O número total que somam as desaparecidas e assassinadas é desolador. O clima de violência continua crescendo sem que em nenhum momento tenham sido tomadas ações para esclarecer os casos diante de dados tão altos de feminicídio. Esse termo faz referência aos crimes de ódio e assassinato de mulheres pelo simples fato das vítimas serem do sexo feminino. São crimes de máxima gravidade, que ocorrem em um contexto de discriminação e violência de gênero, contra mulheres e meninas submetidas a uma desumanização forçada.
“A princípio, o fácil é fazer desaparecer uma pessoa viva. A questão é fazer desaparecer um morto. Um cadáver se enterra, um fantasma, não. Matar! E depois? Para que fechar a parte para o vivo durante o dia, se o morto há de vir a cada noite se sentar na beira da cama?”.
-Barret-
Mulheres de Areia: as vítimas do feminicídio em Ciudad Juárez
A grande maioria das vítimas têm características semelhantes: a idade – são jovens e adolescentes entre os 15 e 25 anos de idade e os poucos recursos econômicos de que dispõem. Desde uma idade muito jovem essas mulheres precisam correr atrás de condições de vida, e por isso geralmente a única saída é procurar emprego em fábricas ou exportadoras.

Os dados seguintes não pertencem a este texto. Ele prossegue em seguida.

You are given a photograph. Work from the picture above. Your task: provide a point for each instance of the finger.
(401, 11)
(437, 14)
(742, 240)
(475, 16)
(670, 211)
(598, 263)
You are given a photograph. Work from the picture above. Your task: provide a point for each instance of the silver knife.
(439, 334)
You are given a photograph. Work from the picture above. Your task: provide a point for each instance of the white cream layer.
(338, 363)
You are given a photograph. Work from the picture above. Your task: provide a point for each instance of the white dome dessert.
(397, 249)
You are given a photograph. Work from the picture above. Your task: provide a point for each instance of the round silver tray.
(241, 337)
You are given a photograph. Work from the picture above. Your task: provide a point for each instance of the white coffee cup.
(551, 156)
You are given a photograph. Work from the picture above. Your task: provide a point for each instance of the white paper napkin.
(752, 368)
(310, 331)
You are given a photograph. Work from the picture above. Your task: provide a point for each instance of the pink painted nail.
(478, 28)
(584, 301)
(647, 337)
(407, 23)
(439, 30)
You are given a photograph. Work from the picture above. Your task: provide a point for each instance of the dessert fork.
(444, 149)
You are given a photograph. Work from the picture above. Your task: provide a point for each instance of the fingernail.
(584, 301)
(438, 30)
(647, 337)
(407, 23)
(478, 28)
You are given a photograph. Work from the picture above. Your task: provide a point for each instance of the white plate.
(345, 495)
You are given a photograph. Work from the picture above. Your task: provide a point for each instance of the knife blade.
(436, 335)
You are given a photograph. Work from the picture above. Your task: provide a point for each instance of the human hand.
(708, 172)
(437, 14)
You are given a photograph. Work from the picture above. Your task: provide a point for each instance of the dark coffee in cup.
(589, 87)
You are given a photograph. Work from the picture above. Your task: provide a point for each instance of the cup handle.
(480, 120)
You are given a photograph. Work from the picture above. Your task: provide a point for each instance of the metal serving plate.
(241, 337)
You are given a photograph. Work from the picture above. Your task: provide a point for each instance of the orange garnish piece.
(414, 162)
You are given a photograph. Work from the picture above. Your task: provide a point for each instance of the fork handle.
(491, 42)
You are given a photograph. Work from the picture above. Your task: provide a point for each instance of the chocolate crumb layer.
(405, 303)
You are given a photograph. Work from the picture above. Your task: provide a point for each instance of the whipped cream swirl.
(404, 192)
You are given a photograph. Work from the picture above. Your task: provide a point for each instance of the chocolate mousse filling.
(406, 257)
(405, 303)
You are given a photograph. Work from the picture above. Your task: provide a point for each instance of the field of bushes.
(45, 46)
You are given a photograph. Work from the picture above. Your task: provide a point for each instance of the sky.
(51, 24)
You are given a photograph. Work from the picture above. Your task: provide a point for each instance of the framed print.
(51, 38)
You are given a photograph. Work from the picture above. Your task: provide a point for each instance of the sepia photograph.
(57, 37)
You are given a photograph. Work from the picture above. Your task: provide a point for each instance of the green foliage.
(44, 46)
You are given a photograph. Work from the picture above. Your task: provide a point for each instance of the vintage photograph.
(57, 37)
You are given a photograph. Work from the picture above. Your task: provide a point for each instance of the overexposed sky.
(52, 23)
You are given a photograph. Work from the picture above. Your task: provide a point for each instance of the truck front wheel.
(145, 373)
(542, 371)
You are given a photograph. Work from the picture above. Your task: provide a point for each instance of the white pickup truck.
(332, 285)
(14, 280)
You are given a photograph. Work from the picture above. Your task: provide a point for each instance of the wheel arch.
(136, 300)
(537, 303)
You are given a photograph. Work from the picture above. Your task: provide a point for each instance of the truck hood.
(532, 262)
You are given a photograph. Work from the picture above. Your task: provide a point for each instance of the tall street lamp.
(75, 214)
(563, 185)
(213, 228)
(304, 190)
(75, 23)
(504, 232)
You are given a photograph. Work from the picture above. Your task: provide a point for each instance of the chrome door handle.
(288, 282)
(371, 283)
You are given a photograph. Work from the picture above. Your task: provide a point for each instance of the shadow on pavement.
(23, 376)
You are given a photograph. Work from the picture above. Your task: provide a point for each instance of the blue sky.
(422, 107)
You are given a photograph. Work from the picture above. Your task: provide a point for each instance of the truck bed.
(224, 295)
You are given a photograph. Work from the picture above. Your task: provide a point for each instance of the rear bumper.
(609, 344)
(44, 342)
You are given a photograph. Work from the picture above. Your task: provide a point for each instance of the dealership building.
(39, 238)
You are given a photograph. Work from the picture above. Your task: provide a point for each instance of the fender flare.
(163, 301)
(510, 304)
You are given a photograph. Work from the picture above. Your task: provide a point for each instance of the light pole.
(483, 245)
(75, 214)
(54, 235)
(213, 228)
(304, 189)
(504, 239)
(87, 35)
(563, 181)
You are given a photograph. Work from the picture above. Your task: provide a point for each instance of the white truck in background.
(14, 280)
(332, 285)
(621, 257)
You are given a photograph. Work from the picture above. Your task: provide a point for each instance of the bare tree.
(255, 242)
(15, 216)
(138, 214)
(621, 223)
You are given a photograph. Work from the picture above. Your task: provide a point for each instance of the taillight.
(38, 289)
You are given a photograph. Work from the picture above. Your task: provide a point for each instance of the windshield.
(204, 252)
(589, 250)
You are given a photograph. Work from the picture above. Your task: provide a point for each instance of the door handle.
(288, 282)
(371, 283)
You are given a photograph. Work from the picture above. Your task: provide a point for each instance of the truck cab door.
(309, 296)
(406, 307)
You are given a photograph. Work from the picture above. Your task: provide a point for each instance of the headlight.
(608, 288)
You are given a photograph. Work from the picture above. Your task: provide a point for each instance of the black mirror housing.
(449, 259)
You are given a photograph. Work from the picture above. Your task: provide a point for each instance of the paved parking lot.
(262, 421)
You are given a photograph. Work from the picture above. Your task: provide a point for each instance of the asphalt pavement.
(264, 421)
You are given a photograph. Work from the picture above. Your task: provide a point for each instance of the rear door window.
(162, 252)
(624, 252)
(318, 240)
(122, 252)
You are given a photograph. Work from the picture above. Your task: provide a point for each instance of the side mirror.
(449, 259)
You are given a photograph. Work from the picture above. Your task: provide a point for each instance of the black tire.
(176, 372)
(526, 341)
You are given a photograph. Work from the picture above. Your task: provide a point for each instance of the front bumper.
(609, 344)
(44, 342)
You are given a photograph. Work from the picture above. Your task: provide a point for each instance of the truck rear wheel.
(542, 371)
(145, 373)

A exportadora é também uma fábrica, mas produz ou fabrica produtos para exportação. A maioria dos pedidos que as exportadores mexicanas recebem têm como destino os Estados Unidos, e as empresas são muitas vezes filiais de companhias americanas que se instalam no México para conseguir uma mão de obra mais barata.
Essas jovens trabalham em turnos de mais de 12 horas, por um salário mínimo e com condições de trabalho muito precárias. Faltam direitos de trabalho, condições apropriadas, e é por isso que o desaparecimento de uma mulher não chama tanto a atenção das autoridades. É normal o abandono do emprego. O aterrador é que quase todas as empregadas nesse tipo de indústria conhecem algum caso de uma jovem desaparecida.

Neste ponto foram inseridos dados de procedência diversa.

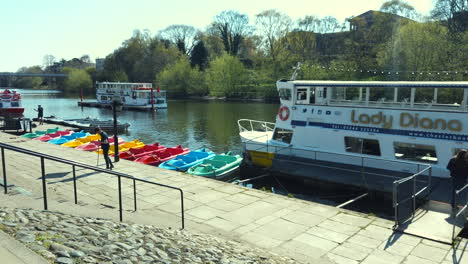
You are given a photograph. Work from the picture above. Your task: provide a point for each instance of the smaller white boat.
(140, 96)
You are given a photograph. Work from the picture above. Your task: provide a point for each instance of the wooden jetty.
(89, 124)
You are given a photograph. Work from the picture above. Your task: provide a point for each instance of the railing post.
(44, 187)
(120, 198)
(182, 208)
(414, 195)
(74, 185)
(5, 185)
(395, 201)
(134, 194)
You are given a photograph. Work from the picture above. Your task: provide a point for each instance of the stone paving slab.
(307, 231)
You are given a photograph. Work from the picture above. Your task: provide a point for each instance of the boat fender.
(283, 113)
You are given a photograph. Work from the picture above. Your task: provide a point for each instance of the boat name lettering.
(409, 120)
(406, 120)
(377, 119)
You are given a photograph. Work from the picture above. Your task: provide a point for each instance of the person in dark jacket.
(458, 167)
(105, 147)
(40, 114)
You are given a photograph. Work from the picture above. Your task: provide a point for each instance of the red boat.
(149, 160)
(47, 137)
(10, 103)
(90, 146)
(134, 153)
(159, 156)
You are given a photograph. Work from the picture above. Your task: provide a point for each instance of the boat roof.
(409, 84)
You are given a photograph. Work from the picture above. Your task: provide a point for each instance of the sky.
(67, 29)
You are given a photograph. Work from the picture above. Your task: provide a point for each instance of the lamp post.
(116, 107)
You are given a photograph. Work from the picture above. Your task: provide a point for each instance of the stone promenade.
(306, 231)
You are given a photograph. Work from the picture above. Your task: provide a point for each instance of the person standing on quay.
(105, 147)
(458, 167)
(40, 114)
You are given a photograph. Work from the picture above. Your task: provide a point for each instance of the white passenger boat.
(331, 130)
(139, 96)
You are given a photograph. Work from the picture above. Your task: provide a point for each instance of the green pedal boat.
(218, 167)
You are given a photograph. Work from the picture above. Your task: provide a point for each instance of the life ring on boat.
(283, 113)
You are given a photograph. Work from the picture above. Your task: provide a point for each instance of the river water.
(190, 123)
(195, 124)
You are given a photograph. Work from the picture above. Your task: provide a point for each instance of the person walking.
(105, 146)
(40, 114)
(458, 167)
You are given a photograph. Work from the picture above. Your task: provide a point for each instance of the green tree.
(181, 80)
(231, 27)
(199, 56)
(78, 80)
(227, 77)
(417, 47)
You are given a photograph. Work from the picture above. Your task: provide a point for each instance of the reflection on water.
(193, 124)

Cruzes rosas: emblemas das desaparecidas
Já se passaram mais de 20 anos desde que foi denunciado o primeiro caso de desaparecimento. O primeiro feminicídio documentado foi o de Alma Chavira Farel, de 13 anos de idade. Seu corpo foi achado em 23 de janeiro de 1993, depois de ser atacada sexualmente e estrangulada. Com ela, teve início o horror e o símbolo das cruzes rosas.

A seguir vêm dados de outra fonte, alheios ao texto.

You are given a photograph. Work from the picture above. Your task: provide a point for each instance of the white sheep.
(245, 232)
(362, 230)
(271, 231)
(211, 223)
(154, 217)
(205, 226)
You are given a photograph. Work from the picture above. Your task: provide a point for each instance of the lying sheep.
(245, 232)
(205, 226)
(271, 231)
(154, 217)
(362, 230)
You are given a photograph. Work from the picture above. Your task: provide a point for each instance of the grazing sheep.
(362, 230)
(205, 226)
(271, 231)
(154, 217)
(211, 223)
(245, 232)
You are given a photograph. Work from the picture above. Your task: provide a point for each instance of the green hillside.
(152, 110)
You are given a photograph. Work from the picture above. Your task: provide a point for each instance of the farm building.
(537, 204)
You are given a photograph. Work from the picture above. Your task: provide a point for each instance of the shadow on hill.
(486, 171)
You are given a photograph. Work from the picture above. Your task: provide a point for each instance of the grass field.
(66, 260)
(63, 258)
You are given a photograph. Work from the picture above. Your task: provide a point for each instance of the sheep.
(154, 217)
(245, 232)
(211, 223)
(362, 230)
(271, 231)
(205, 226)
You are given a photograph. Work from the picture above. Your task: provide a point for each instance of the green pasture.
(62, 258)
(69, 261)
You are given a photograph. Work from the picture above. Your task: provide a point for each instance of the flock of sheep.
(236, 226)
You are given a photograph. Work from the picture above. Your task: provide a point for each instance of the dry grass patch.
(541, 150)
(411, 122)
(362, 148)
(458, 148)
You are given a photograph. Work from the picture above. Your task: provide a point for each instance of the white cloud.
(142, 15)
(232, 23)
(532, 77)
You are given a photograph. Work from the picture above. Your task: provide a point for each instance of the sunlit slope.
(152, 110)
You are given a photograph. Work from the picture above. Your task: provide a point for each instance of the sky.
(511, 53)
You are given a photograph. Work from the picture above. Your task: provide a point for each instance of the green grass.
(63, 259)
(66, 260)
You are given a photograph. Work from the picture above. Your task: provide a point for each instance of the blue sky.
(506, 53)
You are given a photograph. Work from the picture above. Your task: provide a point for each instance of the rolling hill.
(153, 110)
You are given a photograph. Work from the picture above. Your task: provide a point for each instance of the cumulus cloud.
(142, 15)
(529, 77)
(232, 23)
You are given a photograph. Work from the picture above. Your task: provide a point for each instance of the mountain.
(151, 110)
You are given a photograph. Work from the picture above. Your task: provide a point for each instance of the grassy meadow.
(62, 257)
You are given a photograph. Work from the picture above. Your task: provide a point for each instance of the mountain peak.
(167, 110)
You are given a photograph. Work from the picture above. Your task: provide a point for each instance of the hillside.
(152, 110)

Em todos os lugares em que se registra um desaparecimento, os familiares das vítimas pintam, colocam ou enterram cruzes rosas com fundo preto como símbolo de protesto contra os feminicídios. Mas as autoridades costumam apagar ou, de algum modo, sumir com o símbolo para reprimir as denúncias, tornando-as invisíveis à população.
As manifestações populares repudiando os fatos também estão repletas de cruzes rosas que representam parentes, amigos e simpatizantes da causa, contra o assassinato e desaparecimento de mulheres em Ciudad Juárez. Conforme andam pelas ruas, carregam as cruzes com mensagens em que se podem ler frases como “Estado feminicida” ou “Nem uma a menos”. Em cada banco, muro, espaço vazio, colocam cruzes.
A impunidade se mostra presente cada vez que alguém fala sobre o feminicídio em Ciudad Juárez. A má gestão pública, a corrupção e a desimportância das autoridades mexicanas levou a Corte Interamericana de Direitos Humanos a proferir uma condenação história. O México foi condenado pela primeira vez por feminicídio no ano de 2009. Desde lá até os dias de hoje, no entanto, o governo não soube dar nenhuma resposta nem enfrentar esse tipo de abuso e assassinato que segue fazendo vítimas todos os dias.
Para os familiares das vítimas dos crimes, o reconhecimento do delito é o primeiro passo para frear esse calvário pelo qual todos estão passando. Sua voz é sua principal e única arma.
“O crepúsculo do desaparecimento banha tudo com a brisa da nostalgia.”